Speaker
Description
The theoretical and experimental aspects of a hybrid hydrogen storage system consisting of hydrogen pressurized hollow glass microspheres (HGMS) and a hydride, e.g. NaBH4, will be discussed. Volumetric and gravimetric storage densities are assessed. Thermal aspects and hydrogen diffusion through glass are discussed. It is shown that hydrogen pressurized HGMS in combination with a hydride bear the potential to achieve storage densities up to 30-50 kg/m³. Hydrogen is stored by heating and pressurizing the spheres at approx. 85 MPa, forcing the gas into the spheres. Hydrogen is released by heating again to approx. 250°C. To reach this temperature the exothermal chemical reaction of NaBH4 with water, which produces hydrogen as a welcome by-product, is used. To promote the reaction the HGMS (diameter approx. 20 µm) have to be coated with a catalyst.

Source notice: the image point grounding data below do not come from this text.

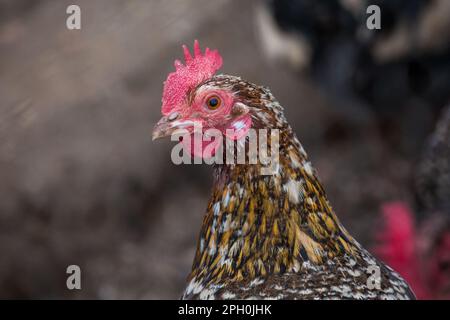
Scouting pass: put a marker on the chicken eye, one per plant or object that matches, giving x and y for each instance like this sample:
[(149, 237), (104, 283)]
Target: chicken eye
[(213, 102)]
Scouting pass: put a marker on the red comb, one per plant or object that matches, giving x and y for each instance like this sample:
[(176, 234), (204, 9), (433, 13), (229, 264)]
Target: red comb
[(197, 69)]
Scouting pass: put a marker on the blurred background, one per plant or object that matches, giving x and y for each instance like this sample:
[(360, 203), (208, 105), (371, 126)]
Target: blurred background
[(82, 183)]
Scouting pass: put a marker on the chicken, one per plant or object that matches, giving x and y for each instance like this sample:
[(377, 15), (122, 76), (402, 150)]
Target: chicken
[(416, 241), (264, 236), (398, 75)]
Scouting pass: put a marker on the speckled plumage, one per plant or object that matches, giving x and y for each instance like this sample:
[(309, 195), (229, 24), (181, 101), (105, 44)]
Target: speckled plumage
[(276, 236)]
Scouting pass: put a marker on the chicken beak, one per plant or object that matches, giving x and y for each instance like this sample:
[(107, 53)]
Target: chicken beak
[(168, 125)]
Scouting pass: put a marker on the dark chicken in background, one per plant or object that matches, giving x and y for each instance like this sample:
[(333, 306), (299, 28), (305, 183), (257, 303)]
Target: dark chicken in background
[(264, 236), (399, 73)]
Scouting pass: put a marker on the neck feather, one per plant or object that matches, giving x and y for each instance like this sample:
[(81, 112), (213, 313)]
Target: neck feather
[(257, 225)]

To produce the catalyst coating on the HGMS a special coating device based on non-reactive (for metals) and reactive (for non-metals) magnetron sputtering was designed. It provides continuous intermixing of the fragile spheres in a container by a combination of rotation and concussion. In the final design stage the coating mechanism can handle one liter of microspheres. The catalytic reaction is tested in a set-up which measures the released heat and amount of hydrogen. For Ru deposited on an adhesion promoting film of TiO2 the theoretical maxima of released heat and hydrogen could be achieved, thus rendering even the hydride based part of the system alone an interesting option for hydrogen storage.